Tovey, with her creative partner and on-stage counterpart at the piano, Ned Dixon, rollick through the young modern-Australian psyche, in a cabaret packed with quick wit and a collection of brilliant original songs. Amid the intimate surrounds of Son Of Loft at the Lithuanian Club in North Melbourne, Tovey deals with everything from love in our detached age of social media, feminism and catholic schooling, to everybody’s favourite blue-tie-wearing, breakfast show geezer, Karl Stefanovic. On offer is a relatable, an often insightful, but devilishly funny, insight into topical and relevant issues of the seemingly disillusioned bulk of twenty-somethings. Tovey takes this cynicism and distils it to an essence that is sometimes quite personal, yet sprinkles it with a generous dusting of humour – the perfect amount to make self-deprecation insanely funny.
The real highlight lies in Tovey’s inimitable skill in proffering good comedy through song. This medium can often be a trap for comedians, for whilst the song’s content may be funny, the desired reaction might not be received owing to problems in delivery, or even in the musical makeup of the piece. However, Tovey’s delivery proved to be, as they say, “on point.” Her voice is a big and powerful vehicle in this show, and is used to great effect. The skills displayed, and her staggering abilities in the art of singing were, indeed, incredible. This, however, in no way detracted from the task at hand – rather, her slick execution of the vocals only added to the laughs had, with well-written, Tim Minchin-esque lyrics to match.
Ned Dixon’s music added yet another layer of polish. His adept composition and incredible mastery of numerous musical styles were astounding. The Melbourne-based composer peppered the score with flavours of modern Broadway, to jazz and pastiche, only highlighting his unique skill for both composition and performance.

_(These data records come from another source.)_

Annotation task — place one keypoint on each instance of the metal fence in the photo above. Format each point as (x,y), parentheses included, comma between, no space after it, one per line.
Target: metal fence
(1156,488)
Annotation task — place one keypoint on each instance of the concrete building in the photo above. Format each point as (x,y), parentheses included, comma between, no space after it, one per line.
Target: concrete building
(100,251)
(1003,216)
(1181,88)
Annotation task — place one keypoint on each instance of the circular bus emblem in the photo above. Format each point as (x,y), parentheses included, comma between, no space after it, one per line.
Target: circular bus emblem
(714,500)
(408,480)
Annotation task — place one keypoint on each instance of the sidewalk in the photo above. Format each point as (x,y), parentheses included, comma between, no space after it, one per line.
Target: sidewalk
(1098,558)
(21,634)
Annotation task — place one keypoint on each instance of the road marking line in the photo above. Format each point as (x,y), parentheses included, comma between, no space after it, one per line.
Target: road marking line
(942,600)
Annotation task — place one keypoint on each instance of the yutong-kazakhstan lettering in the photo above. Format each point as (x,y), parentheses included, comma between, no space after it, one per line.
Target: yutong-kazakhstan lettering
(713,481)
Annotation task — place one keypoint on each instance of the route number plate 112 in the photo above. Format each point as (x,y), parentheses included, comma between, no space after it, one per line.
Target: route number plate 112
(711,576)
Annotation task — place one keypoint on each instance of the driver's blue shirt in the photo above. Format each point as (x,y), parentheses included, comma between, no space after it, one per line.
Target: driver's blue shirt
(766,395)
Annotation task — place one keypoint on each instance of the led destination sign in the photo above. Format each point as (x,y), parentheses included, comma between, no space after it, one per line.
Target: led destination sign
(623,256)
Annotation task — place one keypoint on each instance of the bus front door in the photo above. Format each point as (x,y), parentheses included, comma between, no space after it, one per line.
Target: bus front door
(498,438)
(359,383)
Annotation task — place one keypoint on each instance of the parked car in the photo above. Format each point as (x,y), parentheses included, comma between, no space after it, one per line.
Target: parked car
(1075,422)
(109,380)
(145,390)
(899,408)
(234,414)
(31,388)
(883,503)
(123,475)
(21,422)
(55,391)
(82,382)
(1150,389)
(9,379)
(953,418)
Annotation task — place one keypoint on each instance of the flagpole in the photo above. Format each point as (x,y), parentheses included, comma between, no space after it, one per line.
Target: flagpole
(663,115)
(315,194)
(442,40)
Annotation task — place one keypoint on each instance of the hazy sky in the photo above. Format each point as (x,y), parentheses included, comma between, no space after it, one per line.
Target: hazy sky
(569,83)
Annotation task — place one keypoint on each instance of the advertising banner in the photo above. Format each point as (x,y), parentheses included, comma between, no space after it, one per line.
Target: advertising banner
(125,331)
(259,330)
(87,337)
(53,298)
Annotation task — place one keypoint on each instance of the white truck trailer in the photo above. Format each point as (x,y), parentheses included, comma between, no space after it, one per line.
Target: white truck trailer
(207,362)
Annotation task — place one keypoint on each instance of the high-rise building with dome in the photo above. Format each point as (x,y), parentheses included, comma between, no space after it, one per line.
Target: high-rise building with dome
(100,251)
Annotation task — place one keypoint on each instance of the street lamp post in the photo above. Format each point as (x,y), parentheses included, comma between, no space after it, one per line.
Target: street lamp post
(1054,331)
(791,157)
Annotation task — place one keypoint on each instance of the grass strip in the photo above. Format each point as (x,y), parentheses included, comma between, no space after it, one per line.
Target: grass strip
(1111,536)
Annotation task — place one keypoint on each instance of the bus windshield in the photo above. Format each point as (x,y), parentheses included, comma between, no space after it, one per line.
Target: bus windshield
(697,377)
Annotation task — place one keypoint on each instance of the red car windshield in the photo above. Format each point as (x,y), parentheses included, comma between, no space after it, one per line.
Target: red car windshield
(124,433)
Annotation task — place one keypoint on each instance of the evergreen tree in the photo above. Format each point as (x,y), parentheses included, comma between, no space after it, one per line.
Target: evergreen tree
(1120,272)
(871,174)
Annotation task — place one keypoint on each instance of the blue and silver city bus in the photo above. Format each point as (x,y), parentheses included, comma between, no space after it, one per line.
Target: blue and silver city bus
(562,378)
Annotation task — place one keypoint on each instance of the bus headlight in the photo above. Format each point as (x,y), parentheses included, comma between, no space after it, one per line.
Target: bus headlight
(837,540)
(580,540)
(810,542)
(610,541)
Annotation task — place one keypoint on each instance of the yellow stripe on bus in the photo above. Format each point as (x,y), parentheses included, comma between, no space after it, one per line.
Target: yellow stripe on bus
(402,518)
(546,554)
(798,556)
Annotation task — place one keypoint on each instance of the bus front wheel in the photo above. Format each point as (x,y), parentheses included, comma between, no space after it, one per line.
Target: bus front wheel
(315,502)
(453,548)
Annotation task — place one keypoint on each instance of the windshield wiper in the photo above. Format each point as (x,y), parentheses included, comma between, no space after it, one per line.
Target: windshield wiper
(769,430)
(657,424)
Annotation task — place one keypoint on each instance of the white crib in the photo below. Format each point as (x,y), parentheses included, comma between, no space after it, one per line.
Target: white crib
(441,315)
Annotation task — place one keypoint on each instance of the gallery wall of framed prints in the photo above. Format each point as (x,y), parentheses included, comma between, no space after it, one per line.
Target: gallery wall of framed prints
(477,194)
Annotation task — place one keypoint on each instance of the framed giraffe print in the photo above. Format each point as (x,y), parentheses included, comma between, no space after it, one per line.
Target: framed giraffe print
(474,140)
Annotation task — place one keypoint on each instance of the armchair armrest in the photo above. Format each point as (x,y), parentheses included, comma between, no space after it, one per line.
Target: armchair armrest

Technically, the show worked well. Simple lighting states offered visual variation, with uncomplicated staging showcasing the stand-up style. Sound-wise, however, some problems did exist. The amplification of the stage piano maintained a good level throughout, yet with seemingly little or no inclusion of Tovey in the final mix. Whilst this showcased the sheer power of her voice, in such a small space as Son Of Loft, the commitment to having everything amplified or acoustic should be noticeable and not exist in a sometimes sonically strange middle ground. Indeed, Malice cries out for a bigger venue and a piano perhaps to intensify both the brilliance of the songs written, but also the already-high sass factor.
That said, the success in the acerbic humour presented was surely noted, with some of the funniest moments being Tovey’s off-the-cuff comments and her exemplification of the true pessimist-comedian and ‘Disciple of Satan’.
Together, Tovey and Dixon have created an incredibly well constructed cabaret, highlighting both of their skills to great comedic effect. Both early on in their careers, the theatrical sophistication shown speak volumes for their skill in this area. With a very punny title, Malice offers an opportunity to ride the proverbial rollercoaster, with both emotional peaks and troughs. The great thing, however, is that it is all wickedly funny.